The younger Miliband last week fired an Exocet at his brother's record as Foreign Secretary when he claimed he was "campaigning to make that change: for a foreign policy based on our values". David is unfazed, insisting he wants the same thing. "The alternative to an ethical foreign policy is an unethical foreign policy, and I don't believe in an unethical foreign policy.
"When the Foreign Minister of Iran says he wants to smack me round the chops – quote unquote – because I keep on going on and on about human rights in Iran, that is me doing my job as a Labour Foreign Secretary." He also recalls relatives of Sri Lankan refugees "coming up to me in the street" to thank him for his work on behalf of the Tamils. He stands by all his decisions in his three years at the Foreign Office. "There are two great responsibilities for anyone who holds high office: to defend the security of the nation and to uphold the values of the nation. Sometimes you have to think very, very carefully about how you meet those two goals, and they are very difficult decisions."
One of his predecessors at the FCO, Robin Cook, identified how New Labour's obsession with stamping out the public divisions of the 1980s created an atmosphere of dictatorship without a phase of debate and dialogue.
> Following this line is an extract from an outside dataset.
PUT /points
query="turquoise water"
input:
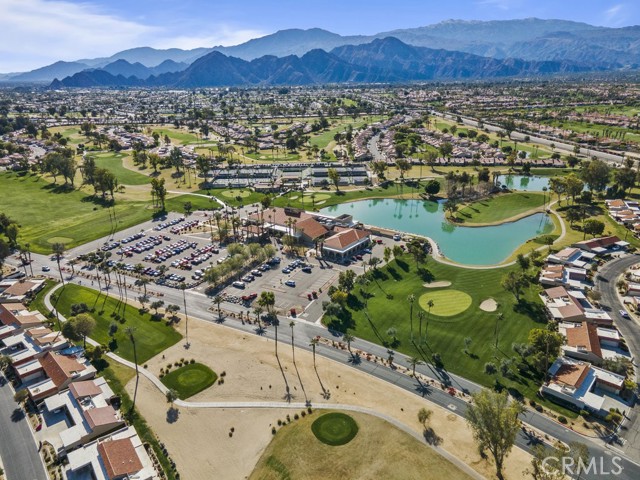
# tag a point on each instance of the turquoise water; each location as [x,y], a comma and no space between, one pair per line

Mr Miliband believes control freakery at the centre helped sow "some of the seeds of our downfall" in the election. "Party renewal stopped on 2 May 1997. Sadly, I think Tony in his own way did love the Labour Party but too often he defined himself against it." He wants more grass-roots involvement – the leaders of Labour in local government attending shadow cabinet, and the party chairman elected by members – and action to change the country, not just cling to power.
New Labour at its best combined the party's traditional values while making it electable. Mr Miliband believes the "breadth of support" that he has amassed – 1,000 local councillors, 101 MPs, 70 peers, 165 constituency parties – "speaks to important aspects of leadership".
"I am the unity candidate. I am the candidate who has shown how to build a coalition across the party and who has united different traditions." He believes his supporters, who range from left-wing Jon Cruddas to darling of the right Gerald Kaufman, think he can "reinvigorate Labour thinking and Labour organisation".
"The answer is to develop a modern Labour politics that really does take seriously what it says on our membership cards: power, wealth and opportunity in the hands of the many, not the few. That would be a transformation of our society."
It is Ed Balls who seems most adept at opposition politics, taking the fight in particular to the Education Secretary, Michael Gove. Is this the sort of bruiser who will be needed in a Miliband top team? It is no surprise in times of coalition politics that Mr Miliband comes over all Churchillian.
"We need all the talents. It's not fight them on the beaches, but we are going to have fight them out on the streets; we are going to have to fight it out in the boardrooms; we are going to have to fight it out in the House of Commons. We are going to have fight it out in local government chambers, in community halls, on the shop floor. And we are going to have to fight it out with ideas and with organisation.
"We are going to need every conceivable talent to win this thing because the people we are up against are well funded, clear in purpose and absolutely determined to keep us out for a generation."